Chegou a hora. Vieram
vindo os noivos. Emília, de vestido branco e véu; Rabicó, de cartola e faixa de
seda em torno do pescoço. Vinha muito sério, mas assim que se aproximou da mesa
e sentiu o cheiro das cocadas, ficou de água na boca, assanhadíssimo. Não viu
mais nada.
Logo depois veio o padre
e casou-os. Narizinho abraçou Emília e chorou lágrima de verdade, dando-lhe
muitos conselhos. Depois, como a boneca não tivesse dedos, enfiou-lhe no braço
um anelzinho seu.

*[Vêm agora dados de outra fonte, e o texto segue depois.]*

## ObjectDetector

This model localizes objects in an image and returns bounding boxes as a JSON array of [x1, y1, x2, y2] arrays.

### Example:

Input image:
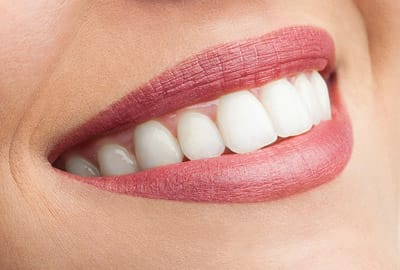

Pedrinho fez o mesmo com o Marquês; enfiou-lhe no braço uma
aliança de laranja, que Rabicó por duas vezes tentou comer.
Os outros animais do
Sítio, as cabras, as galinhas e os porcos, também assistiram à festa, mas de
longe. Olhavam, olhavam, sem compreenderem coisa nenhuma.
Terminada a festa.
Narizinho disse:
- E agora, Pedrinho?
- Agora – respondeu ele –
só falta a viagem de núpcias.
Mas a menina estava
cansada e não concordou. Propôs outra coisa. Puseram-se a discutir e esqueceram
de tomar conta da mesa de doces. Rabicó aproveitou a ocasião. Foi se chegando
para perto das cocadas e de repente -
nhoc! Deu um bote na mais bonita.
- Acuda os doces,
Pedrinho! – berrou a menina.
Pedrinho virou-se e,
vendo a feia ação do pirata, correu para cima dele, furioso. Agarrou o inspetor
de quarteirão e arrumou uma valente inspetorada no lombo do porquinho...
- Cachorro! Ladrão!
Marquês duma figa!...
Rabicó deu um berro
espremido e disparou pelo campo, mas sem largar a cocada.
Como era de prever, não
podia dar bom resultado aquele casamento. O gênios não se combinavam e, além
disso, a boneca não podia consolar-se do logro que levara.
Narizinho ainda tentou
convencê-la de que Rabicó era realmente príncipe e Pedrinho só dissera aquilo
porque estava danado. Não houve meio. Quando Emília desconfiava, era toda a
vida. E desse modo ficou casada com Rabicó,
mas dele separada para sempre.
- Esta aí o que você fez!
– costumava dizer em voz queixosa. – Casou-me com um príncipe de mentira e
agora, esta aí, esta aí...
Narizinho dava-lhe
esperanças.
- Tudo se arruma. Um dia,
ele morre e eu caso você com o Visconde ou outro qualquer.